The program I was testing, let's call it X, is a web application that allows users to create notes and share them via email with anyone, whether they are signed up on X or not.
After creating a note and sharing it with my second email address, I received a message that looked like this:

As you might be thinking right now, since the email contains my name (which I can set to any text I want) and the note name, I decided to try HTML Injection by changing my name to <h1>HTML</h1> and doing the same for the note name; unfortunately, it didn't work because the web application was correctly performing HTML encoding on the email content before sending it.
Later, I tried setting my name to special characters that can be interpreted differently by various programming technologies, changing it to something like "'`\@!?"<H1>Test</H1>, then I invited my second email to the note again, but this time something weird happened because I didn't receive an email at all!
I initially thought the application might have a rate limit on sending emails to avoid spam, perhaps only allowing an invitation email to be sent again after 5 minutes to the same email, or something similar to that.

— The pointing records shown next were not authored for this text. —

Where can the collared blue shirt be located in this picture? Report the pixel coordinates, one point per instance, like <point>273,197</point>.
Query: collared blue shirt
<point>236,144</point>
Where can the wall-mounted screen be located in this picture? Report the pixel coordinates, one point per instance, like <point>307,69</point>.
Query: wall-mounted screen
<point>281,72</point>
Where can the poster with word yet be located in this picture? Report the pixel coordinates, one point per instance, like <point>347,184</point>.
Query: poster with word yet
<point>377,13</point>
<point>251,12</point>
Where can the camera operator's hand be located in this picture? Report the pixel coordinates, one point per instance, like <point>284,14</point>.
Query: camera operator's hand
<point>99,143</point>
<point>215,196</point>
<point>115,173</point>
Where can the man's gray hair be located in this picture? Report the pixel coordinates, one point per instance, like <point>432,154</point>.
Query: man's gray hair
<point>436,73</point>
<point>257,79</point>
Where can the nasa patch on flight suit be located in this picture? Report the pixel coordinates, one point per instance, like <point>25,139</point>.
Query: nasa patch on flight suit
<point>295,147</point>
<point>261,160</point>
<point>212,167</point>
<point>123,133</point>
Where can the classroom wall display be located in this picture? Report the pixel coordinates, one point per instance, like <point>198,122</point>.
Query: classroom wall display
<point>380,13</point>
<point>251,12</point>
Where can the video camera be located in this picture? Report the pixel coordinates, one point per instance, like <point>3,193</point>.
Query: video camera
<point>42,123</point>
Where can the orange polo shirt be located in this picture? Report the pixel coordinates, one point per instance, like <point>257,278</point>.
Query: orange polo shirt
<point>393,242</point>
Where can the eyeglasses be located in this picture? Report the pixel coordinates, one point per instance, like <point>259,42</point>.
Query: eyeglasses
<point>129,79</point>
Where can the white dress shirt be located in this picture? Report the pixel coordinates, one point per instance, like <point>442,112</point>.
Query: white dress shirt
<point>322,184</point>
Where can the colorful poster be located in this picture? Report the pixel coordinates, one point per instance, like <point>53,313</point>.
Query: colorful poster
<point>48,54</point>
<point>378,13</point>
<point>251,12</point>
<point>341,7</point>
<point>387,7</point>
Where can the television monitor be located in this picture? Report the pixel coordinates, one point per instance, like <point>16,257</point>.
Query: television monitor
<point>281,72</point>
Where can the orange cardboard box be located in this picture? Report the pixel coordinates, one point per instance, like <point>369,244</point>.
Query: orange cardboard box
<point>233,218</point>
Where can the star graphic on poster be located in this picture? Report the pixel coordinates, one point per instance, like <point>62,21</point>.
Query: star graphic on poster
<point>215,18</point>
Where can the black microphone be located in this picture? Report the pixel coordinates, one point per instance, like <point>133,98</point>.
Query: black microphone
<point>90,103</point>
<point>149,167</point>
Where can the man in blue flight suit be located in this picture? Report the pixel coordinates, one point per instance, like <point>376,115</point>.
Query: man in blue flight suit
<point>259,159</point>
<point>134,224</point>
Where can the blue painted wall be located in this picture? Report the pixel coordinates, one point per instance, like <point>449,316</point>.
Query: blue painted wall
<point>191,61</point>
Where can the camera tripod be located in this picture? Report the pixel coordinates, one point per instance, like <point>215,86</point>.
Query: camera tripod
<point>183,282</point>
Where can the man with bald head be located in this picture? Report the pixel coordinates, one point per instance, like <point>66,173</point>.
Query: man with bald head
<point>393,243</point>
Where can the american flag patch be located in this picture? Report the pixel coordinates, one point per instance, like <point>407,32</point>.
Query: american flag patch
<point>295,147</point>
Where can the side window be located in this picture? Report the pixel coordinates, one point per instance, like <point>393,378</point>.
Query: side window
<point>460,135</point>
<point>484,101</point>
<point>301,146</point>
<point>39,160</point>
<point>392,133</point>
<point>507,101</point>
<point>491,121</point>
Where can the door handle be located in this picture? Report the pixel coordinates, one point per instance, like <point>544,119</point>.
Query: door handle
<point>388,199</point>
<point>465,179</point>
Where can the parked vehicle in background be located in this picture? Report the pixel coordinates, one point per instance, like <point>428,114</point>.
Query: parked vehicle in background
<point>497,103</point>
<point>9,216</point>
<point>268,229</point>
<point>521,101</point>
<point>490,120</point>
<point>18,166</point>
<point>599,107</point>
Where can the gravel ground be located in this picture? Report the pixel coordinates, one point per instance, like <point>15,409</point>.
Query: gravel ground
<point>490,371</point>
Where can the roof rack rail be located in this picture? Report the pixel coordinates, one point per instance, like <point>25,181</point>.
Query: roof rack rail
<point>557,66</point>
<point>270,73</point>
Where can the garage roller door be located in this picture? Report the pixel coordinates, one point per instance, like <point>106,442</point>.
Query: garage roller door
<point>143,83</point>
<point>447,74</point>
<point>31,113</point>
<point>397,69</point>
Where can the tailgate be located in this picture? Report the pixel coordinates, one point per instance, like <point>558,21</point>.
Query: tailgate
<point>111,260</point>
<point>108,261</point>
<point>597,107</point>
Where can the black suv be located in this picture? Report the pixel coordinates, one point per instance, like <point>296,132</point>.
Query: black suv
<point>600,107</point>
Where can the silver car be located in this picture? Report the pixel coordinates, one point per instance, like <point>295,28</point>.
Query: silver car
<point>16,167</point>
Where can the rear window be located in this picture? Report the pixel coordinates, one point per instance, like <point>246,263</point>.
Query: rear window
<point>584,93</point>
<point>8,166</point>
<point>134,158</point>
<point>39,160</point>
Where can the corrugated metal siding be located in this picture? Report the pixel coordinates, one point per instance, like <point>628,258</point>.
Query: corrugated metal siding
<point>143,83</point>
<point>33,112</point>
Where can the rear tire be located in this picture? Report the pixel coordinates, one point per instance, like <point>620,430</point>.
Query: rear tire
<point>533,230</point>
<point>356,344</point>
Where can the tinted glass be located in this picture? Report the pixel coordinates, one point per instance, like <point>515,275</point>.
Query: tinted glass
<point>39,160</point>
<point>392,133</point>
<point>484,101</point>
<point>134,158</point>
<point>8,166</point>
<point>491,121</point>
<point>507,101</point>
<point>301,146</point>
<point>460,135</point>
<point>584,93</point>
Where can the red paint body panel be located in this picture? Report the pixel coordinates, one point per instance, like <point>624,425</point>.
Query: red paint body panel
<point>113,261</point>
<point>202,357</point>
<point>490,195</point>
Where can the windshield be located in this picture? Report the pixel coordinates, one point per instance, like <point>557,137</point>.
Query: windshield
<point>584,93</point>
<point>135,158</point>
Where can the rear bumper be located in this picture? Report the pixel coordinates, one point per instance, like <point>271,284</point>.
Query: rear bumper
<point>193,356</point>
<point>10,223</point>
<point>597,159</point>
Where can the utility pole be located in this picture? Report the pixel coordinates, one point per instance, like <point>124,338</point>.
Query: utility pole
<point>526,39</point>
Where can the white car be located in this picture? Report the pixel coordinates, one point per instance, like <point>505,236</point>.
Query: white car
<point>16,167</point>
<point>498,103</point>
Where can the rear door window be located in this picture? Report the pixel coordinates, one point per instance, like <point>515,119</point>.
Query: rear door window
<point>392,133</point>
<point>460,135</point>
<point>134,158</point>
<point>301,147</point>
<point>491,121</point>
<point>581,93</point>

To check this, I changed my name back to a normal English name and invited my second email to the note again. Surprisingly, I received the email immediately. After trying this several times in a short duration and always receiving the email, I realized that something in the previous name ("'`@!?"<h1>Test</h1>) was causing an exception when the web application tried to send the invitation email.
I began deleting characters one by one to understand what exactly was triggering the exception, so I deleted > first, then /, but I still received nothing until I finally deleted \. When I invited my second email after removing the backslash, I finally received the email, which led me to believe the server was interpreting \ as a special character; I immediately thought of Unicode escape characters, which allow us to represent any characters as text using the format: \uXXXX.
To test this hypothesis, I changed my name to \u0061 (which represents the character a) and invited my second email, and as I expected, the email body contained a as my name instead of \u0061:

This confirmed that \uXXXX was being interpreted by the application back-end into its corresponding Unicode character (whether it was printable like a or non-printable like control characters), so knowing this, the next logical step was to try \u0000, which represents a null byte that is known to signify the end of a string in C-like programming languages; after I did that, I received an empty email because the email starts with my account name (\u0000), and since the null byte was interpreted as the end of the email body string, it truncated everything after it:

To demonstrate the impact of this vulnerability, I changed my name to a phishing message that ends with \u0000:
In order to access the "Secret" note, you must confirm your identity — Please complete the verification at the following link: https://by-0xcyborg.com/login\u0000
The result looked like this:

So, the final impact was that I could use the company's official, verified email address to send an email containing any text I wanted to any recipient.
Thanks for reading and I hope you enjoyed this write-up!